Forewords by Shimon Peres and Elie Wiesel. Sterling/OU Press, 380 pages.


Divine Providence, Hashgacha Pratis, the Hand of G-d- all are on display in this amazing autobiography, a story of the sometimes hard to fathom miracles that accompanied a future rabbi from his boyhood in Poland to his position of honor and esteem in Eretz Yisrael.

“I do not believe in coincidence, but in Divine Providence.” With this introduction, Rabbi Israel Meir Lau begins his incredible story, a journey that took him from “a small town in Poland…the son of the town’s last Chief Rabbi…an unbroken chain of rabbis spanning over 1,000 years” through the Holocaust and Buchenwald and ultimately to Israel where he “rose to become the Ashkenazi Chief Rabbi in Israel.”

Rabbi Lau was the youngest survivor of Buchenwald, at 8 years old already an orphan whose entire family was murdered during the Holocaust, except for his brother Naphtali. His amazing story chronicles his liberation from that camp to his time in a French orphan camp to his and his brother’s eventual emigration to “British Mandate Palestine.”

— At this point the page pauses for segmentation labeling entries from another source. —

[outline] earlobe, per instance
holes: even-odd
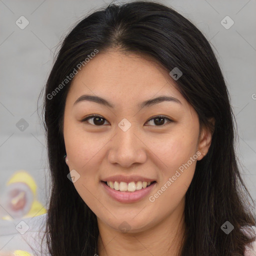
[[[214,132],[214,126],[215,120],[212,118],[208,121],[212,123],[212,129],[204,127],[202,128],[200,139],[198,146],[198,150],[201,152],[200,156],[198,156],[198,160],[201,160],[207,154],[212,143],[212,138]]]
[[[66,164],[68,166],[68,156],[65,158],[65,161],[66,162]]]

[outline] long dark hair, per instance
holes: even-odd
[[[67,178],[63,118],[72,80],[63,82],[96,50],[100,54],[118,48],[152,57],[168,72],[178,68],[183,74],[175,81],[177,88],[196,110],[200,127],[212,128],[208,118],[216,120],[211,146],[198,162],[186,195],[186,229],[180,255],[243,256],[254,236],[242,228],[255,226],[256,219],[238,166],[234,116],[220,68],[193,24],[174,10],[148,1],[112,3],[83,18],[64,40],[50,74],[44,108],[52,184],[46,233],[50,252],[98,252],[96,216]],[[226,221],[234,226],[228,234],[221,228]]]

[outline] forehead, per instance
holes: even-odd
[[[128,104],[164,94],[184,101],[176,87],[168,72],[152,58],[108,51],[100,52],[78,72],[68,97],[74,102],[90,94]]]

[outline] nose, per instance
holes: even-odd
[[[132,126],[125,132],[118,126],[116,135],[112,140],[108,161],[126,168],[135,163],[143,164],[146,160],[146,146],[142,140]]]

In his words, “this book also tells about my acquaintance with some very special individuals…who were instrumental in the national and personal miracle of rescue, the building of a national home in our native land, and the transition from Holocaust to revival.” Out of the Depths is mesmerizing, incredibly touching, and profoundly moving. It is a book of modern history and a saga of survival and redemption; it challenges us to believe in the unbelievable.